Standing outside the change room, receiving text messages from home, Hudson looked slightly bemused by it all. He said it probably wasn't time for a post-mortem but cricket administrators needed to find out why lower totals than that chased successfully against India proved so haunting.

Perhaps it's because smaller totals on tough pitches offer themselves as constant reminders. Smaller totals demand that the thin line between care and aggression be constantly mastered. Big totals can be approached with a kind of thoughtlessness - because they're so big no one will blame teams for failing.

It might also have something to do with emotional intelligence - and that South African sport traditionally picks its sports heroes from a narrow and essentially conventional band of young men - but it might just have to do with the horror show that is history. "For us it was always getting past De Villiers that was important," said New Zealand skipper Daniel Vettori afterwards, "because we knew they had a long tail and if we could expose them we'd be in business."

Hudson saw it slightly differently. "Balance was key," he said. "Johan (Botha) and Robbie (Peterson) gave us the options at seven and eight that we thought were fine. We picked the strongest side. The best side available. Then we started losing wickets after Jacques (Kallis) got out and it was suddenly difficult to claw our way back."

Pat Symcox, commentating for ESPN/Star with New Zealander, Simon Doull, once again raised the issue of Albie Morkel and Mark Boucher's omission from the squad. "You don't want to blame and you don't want to single out individuals," he said. "But you do find yourself wondering why Morkel, the second-highest paid player at the IPL auction at $950 000, isn't able to make this side."

It is moot as to whether Morkel, who has had a fine week for the Titans in their SuperSport Series fixture against the Cobras, would have made the blindest bit of difference in Friday night's 49-run loss. Panic does not respect reputations and salaries. Morkel wouldn't have been impervious to the fear that snaked through the side any more than his provincial teammate, AB de Villiers was.

"We can only look in the mirror and blame ourselves," said a demoralised, clearly anguished Smith afterwards. "We just weren't good enough."
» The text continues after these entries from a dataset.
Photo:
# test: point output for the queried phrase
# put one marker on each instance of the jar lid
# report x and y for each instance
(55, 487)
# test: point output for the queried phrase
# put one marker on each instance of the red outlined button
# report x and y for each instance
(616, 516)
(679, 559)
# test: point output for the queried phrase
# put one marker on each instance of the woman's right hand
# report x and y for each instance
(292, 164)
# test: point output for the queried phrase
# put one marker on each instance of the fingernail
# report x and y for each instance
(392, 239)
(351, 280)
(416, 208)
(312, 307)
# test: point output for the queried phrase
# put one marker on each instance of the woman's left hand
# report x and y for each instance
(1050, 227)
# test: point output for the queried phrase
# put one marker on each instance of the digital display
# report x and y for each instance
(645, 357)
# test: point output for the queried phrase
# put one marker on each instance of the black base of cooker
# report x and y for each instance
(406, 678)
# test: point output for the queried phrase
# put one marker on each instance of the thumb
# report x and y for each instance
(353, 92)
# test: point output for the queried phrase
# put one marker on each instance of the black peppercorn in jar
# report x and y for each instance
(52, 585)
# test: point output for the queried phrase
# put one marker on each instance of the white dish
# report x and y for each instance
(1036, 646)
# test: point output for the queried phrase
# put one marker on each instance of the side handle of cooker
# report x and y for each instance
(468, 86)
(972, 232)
For Smith it was a horrible way to leave a side he has become so adept at leading. Indeed, he made no fewer than 18 bowling changes in the New Zealand innings, and captained the side with a command that suggests he might, paradoxically, now that he's relinquishing the captaincy, have his best years as captain ahead of him; for a senior player like Kallis, it might be an occasion for some serious introspection. You rather feel now, that the one-day goodbye he has for so long been postponing might be around the corner.